The Great Canterbury Psalter

The Great Canterbury Psalter f. 108v, psalm 63  Hear, O God, my prayer when I make supplication


f. 108v, psalm 63  Hear, O God, my prayer when I make supplication

The first of the two bands on this folio abides by the metaphorical tone characteristic of the text of the Psalter which has already been reflected indirectly in other, quite literal, Catalan pictures. A person or monk at prayer, in front of an altar dignified by a gold cross, reproduces the motif of the person at prayer found in some other initials in this part of the codex too (v. 2, Exaudi Deus orationem meam... // Hear O God, my prayer). However, this individual is now threatened by a pair of archer demons, possibly a more recent creation since they are wingless, each shown firing an arrow at the innocent person (v. 4, Quia exacuerunt ut gladium linguas suas: intenderunt arcum rem amaram // For they have whetted their tongues like a sword; they have bent their bow a bitter thing; v. 5, Ut sagittent in occultis immaculatum // To shoot in secret the undefiled), who admits that he fears the demon and his constant persecution (S. E. Hyeronimus, Breviarium..., 1062). However, the wounds that the treacherous, black devils may cause are compared by the psalmist to children’s arrows (v. 8, ...Sagittae parvulorum factae sunt plagae eorum // And God shall be exalted. The arrows of children are their wounds) being shot heavenwards in the miniature to the sound made by two older devils with remarkably large ears on the far right of the elongated scene. The arrows fly back to the archers who shot them and seem to hit their foreheads (v. 9, Et infirmatae sunt contra eos linguae eorum // And their tongues against them are made weak), employing once again the parallel between tongues and bows mentioned in verse four. The isolated motif recalls the tale of the hunter on Mount Gargano who shot at St Michael the Arcangel’s calf and was wounded by his own arrow.
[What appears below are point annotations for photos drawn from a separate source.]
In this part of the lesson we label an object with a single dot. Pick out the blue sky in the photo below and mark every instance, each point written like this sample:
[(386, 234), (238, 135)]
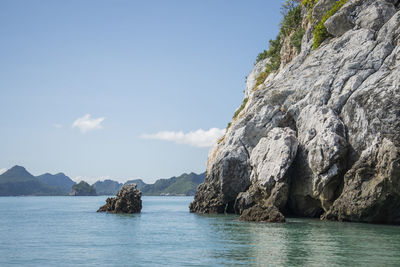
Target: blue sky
[(123, 89)]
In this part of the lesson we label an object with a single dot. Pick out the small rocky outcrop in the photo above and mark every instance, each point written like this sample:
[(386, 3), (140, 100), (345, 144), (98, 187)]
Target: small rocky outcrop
[(320, 137), (128, 200), (82, 189)]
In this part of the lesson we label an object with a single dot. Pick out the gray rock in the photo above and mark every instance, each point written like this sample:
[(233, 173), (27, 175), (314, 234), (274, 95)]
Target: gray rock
[(128, 200)]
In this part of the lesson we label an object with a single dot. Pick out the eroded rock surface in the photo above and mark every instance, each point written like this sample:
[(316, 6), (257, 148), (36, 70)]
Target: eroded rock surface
[(321, 136), (128, 200)]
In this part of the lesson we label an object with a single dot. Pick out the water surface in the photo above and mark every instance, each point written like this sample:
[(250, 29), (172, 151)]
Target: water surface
[(67, 231)]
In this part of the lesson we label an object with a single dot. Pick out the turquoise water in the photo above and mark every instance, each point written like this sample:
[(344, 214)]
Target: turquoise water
[(67, 231)]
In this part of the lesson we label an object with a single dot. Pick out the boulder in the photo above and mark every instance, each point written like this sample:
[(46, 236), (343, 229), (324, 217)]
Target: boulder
[(128, 200)]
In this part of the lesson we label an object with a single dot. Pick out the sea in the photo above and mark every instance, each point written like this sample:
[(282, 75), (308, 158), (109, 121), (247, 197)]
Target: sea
[(67, 231)]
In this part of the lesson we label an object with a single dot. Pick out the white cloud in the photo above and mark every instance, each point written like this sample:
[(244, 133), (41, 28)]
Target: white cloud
[(86, 123), (90, 180), (198, 138)]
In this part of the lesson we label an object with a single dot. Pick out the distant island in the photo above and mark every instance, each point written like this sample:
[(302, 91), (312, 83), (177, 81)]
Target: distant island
[(17, 181)]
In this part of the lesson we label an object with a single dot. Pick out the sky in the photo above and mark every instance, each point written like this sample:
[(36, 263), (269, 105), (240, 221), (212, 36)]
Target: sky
[(123, 89)]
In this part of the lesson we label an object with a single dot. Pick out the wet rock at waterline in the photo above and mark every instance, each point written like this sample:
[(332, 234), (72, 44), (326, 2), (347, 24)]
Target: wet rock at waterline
[(320, 137)]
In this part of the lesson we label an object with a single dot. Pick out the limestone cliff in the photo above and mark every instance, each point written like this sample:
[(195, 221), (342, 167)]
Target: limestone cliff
[(321, 135)]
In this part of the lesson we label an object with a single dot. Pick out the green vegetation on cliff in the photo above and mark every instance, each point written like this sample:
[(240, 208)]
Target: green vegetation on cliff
[(290, 26), (17, 181)]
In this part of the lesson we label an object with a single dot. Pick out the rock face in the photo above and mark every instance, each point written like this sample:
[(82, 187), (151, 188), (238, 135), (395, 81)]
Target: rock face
[(321, 136), (128, 200)]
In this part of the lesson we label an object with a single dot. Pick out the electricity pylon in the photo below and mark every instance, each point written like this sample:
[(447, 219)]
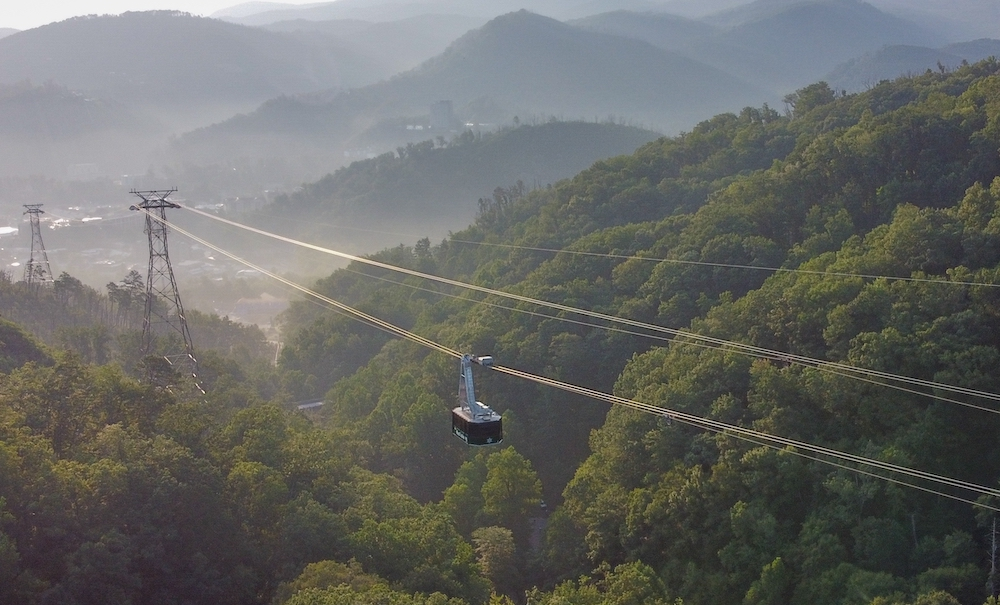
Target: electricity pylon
[(37, 271), (164, 312)]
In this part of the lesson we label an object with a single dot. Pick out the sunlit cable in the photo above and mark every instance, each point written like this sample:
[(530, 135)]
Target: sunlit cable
[(847, 370)]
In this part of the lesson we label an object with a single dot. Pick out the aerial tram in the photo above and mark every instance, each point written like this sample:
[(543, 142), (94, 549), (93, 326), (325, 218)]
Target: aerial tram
[(473, 422)]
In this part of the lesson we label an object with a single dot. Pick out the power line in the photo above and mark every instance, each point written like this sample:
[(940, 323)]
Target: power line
[(694, 420), (675, 261), (762, 352)]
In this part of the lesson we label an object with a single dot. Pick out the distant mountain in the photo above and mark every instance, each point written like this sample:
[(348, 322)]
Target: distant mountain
[(781, 45), (895, 61), (955, 19), (250, 8), (173, 60), (517, 64), (435, 188), (389, 47), (796, 42), (669, 32), (393, 10), (47, 129)]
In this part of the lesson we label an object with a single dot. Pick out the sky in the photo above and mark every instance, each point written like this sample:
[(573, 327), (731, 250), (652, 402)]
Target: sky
[(26, 14)]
The transcription of the text is interrupted in the bottom register, continuing with the Christological exemplification or explanation. Christ’s prayer in the Garden of Olives is chosen as a referent of David’s curses when the king asks God to free his eternal enemies. The scene in the Garden features two different moments concerning Christ’s preparation for death. The first regards the call of God the Father blessing his Son from the arch of heaven whilst Peter, John and James sleep soundly. The available space enables their bodies to stretch out full length without being contorted or bunched up as often occurs in other paintings. Depicted in the second scene is the descent of the angel transformed into Jesus’ comfort, a paradigm of the innocent, before the death awaiting him, but which also symbolises his acceptance of his father’s will. St Augustine points out that psalm 63 concerns the Passion of Christ (Enarrationes II, pp. 591 ff.), referring to Christ’s prayer in the Garden of Olives, “Pater, si fieri potest, transeat a me calix iste?” and“Verum non quod ego volo, sed quod tu vis, Pater” (Mt 26: 39-42). These are the two scenes into which the image is divided although, because of the angel, it leads to St Luke’s Gospel (“Apparuit autem illi angelus de coelo, confortans eum. Et factus in agonia, prolixius orabat”: Lc 22: 43).